I've never even considered the possibility that a constant transformation would not qualify as a gauge transformation. But I'm reading a paper that seems to make exactly this distinction. In particular, the title of the paper itself begins with "Gauge Invariant". But their results clearly change under any Poincaré transformation (or more generally any BMS transformation). They even acknowledge this at one point deep in the paper. The context is gravitational radiation on $\mathscr{I}^+$.

Now, they have eliminated a more dynamical form of gauge invariance, which can vary from point to point. But I would say that at least somewhere early on in the paper, they should clarify that the "Gauge Invariant" they use in the title and throughout the paper only refers to those parts of the gauge freedom. In my opinion, an unqualified "gauge invariant" necessarily refers to all possible gauge transformations.

Am I being over-precise? Would most people normally understand that "gauge invariant" excludes constant gauge transformations?

Answer 1

There are such things are large gauge transformations, which I think are related to your question. For example, consider general relativity where the gauge invariance is diffeomorphism invariance. Typically gauge transformations are considered that leave the boundary invariant, but there are also large gauge transformations that for example rescale the boundary metric. As an example, $t \rightarrow 2t$ is technically a gauge transformation but it changes the asymptotic value of the metric. Similar statements hold in gauge theories as well.

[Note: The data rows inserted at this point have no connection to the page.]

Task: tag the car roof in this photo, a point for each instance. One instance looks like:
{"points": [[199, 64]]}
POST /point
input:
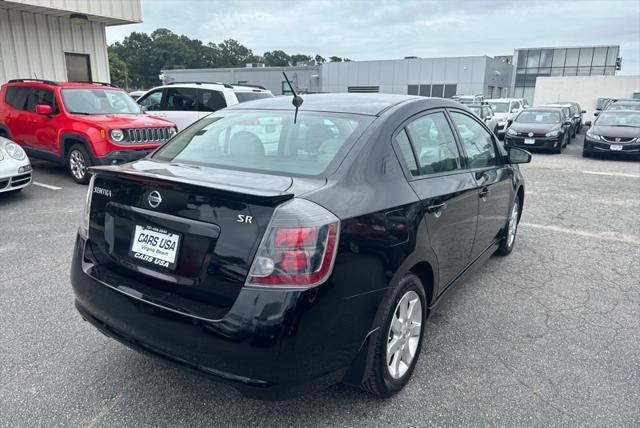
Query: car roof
{"points": [[223, 87], [365, 104]]}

Large gauge transformations can affect conserved charges, so although these are technically gauge transformations, they are often distinguished from "small" or what we might call ordinary gauge transformations.

Answer 2

In YM theory, you generally don't take the constant transformations to be gauge transformations, since the constant transformations are generated by the charge operator. If the charge operator generated gauge transformations, it would act trivially on all physical states, which would mean that you couldn't have charges.

Answer 3

I can't think of any sane definition of the phrase "gauge transformation" which would exclude a function that is identically equal to some constant $C$, but include a function that is equal to $C$ everywhere except for at a tiny region over in the Andromeda galaxy, where it takes on the value $C + \epsilon$ for a tiny shift $\epsilon$. So yes, a constant transformation still counts as a gauge transformation.